To get a sense of who is truly in control of New Work SE (HMSE:NWO), it is important to understand the ownership structure of the business. We can see that private companies own the lion's share in the company with 50% ownership. That is, the group stands to benefit the most if the stock rises (or lose the most if there is a downturn).

Clearly, private companies benefitted the most after the company's market cap rose by €87m last week.

In the chart below, we zoom in on the different ownership groups of New Work.

Check out our latest analysis for New Work

ownership-breakdown
HMSE:NWO Ownership Breakdown February 20th 2025

What Does The Institutional Ownership Tell Us About New Work?

Institutions typically measure themselves against a benchmark when reporting to their own investors, so they often become more enthusiastic about a stock once it's included in a major index. We would expect most companies to have some institutions on the register, especially if they are growing.

As you can see, institutional investors have a fair amount of stake in New Work. This suggests some credibility amongst professional investors. But we can't rely on that fact alone since institutions make bad investments sometimes, just like everyone does. If multiple institutions change their view on a stock at the same time, you could see the share price drop fast. It's therefore worth looking at New Work's earnings history below. Of course, the future is what really matters.

earnings-and-revenue-growth
HMSE:NWO Earnings and Revenue Growth February 20th 2025

It would appear that 6.5% of New Work shares are controlled by hedge funds. That catches my attention because hedge funds sometimes try to influence management, or bring about changes that will create near term value for shareholders. Looking at our data, we can see that the largest shareholder is Burda Digital Se with 50% of shares outstanding. This implies that they have majority interest control of the future of the company. In comparison, the second and third largest shareholders hold about 6.5% and 3.6% of the stock.

Researching institutional ownership is a good way to gauge and filter a stock's expected performance. The same can be achieved by studying analyst sentiments. Our information suggests that there isn't any analyst coverage of the stock, so it is probably little known.

Insider Ownership Of New Work

The definition of company insiders can be subjective and does vary between jurisdictions. Our data reflects individual insiders, capturing board members at the very least. Management ultimately answers to the board. However, it is not uncommon for managers to be executive board members, especially if they are a founder or the CEO.

I generally consider insider ownership to be a good thing. However, on some occasions it makes it more difficult for other shareholders to hold the board accountable for decisions.

We note our data does not show any board members holding shares, personally. Given we are not picking up on insider ownership, we may have missing data. Therefore, it would be interesting to assess the CEO compensation and tenure, here.

General Public Ownership

The general public-- including retail investors -- own 32% stake in the company, and hence can't easily be ignored. While this group can't necessarily call the shots, it can certainly have a real influence on how the company is run.

Private Company Ownership

It seems that Private Companies own 50%, of the New Work stock. It might be worth looking deeper into this. If related parties, such as insiders, have an interest in one of these private companies, that should be disclosed in the annual report. Private companies may also have a strategic interest in the company.

Next Steps:

While it is well worth considering the different groups that own a company, there are other factors that are even more important. For instance, we've identified 3 warning signs for New Work (2 are concerning) that you should be aware of.

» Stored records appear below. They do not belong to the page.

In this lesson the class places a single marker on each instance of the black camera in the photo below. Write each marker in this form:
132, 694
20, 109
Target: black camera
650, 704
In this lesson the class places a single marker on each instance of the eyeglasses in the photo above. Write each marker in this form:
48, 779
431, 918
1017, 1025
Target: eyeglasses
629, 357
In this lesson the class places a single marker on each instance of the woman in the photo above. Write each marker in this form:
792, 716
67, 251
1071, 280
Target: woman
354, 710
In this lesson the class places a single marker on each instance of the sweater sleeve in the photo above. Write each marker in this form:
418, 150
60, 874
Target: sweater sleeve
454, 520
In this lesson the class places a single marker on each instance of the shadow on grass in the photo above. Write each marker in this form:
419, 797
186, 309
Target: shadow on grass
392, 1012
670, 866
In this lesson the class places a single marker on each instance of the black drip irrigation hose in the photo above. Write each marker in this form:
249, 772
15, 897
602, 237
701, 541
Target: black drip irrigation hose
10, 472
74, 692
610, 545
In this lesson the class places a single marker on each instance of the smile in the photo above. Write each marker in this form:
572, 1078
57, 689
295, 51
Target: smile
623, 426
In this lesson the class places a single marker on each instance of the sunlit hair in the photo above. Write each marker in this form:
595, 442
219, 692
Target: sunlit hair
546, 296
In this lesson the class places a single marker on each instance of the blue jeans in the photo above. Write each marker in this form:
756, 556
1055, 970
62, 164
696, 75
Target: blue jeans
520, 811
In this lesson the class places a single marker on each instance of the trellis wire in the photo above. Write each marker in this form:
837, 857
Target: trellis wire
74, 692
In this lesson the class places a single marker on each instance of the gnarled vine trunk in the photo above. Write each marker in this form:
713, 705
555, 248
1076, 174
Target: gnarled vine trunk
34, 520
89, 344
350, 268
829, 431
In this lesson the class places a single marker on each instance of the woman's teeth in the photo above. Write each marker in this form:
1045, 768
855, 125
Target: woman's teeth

Of course, you might find a fantastic investment by looking elsewhere. So take a peek at this free list of interesting companies.

NB: Figures in this article are calculated using data from the last twelve months, which refer to the 12-month period ending on the last date of the month the financial statement is dated. This may not be consistent with full year annual report figures.

Valuation is complex, but we're here to simplify it.

Discover if New Work might be undervalued or overvalued with our detailed analysis, featuring fair value estimates, potential risks, dividends, insider trades, and its financial condition.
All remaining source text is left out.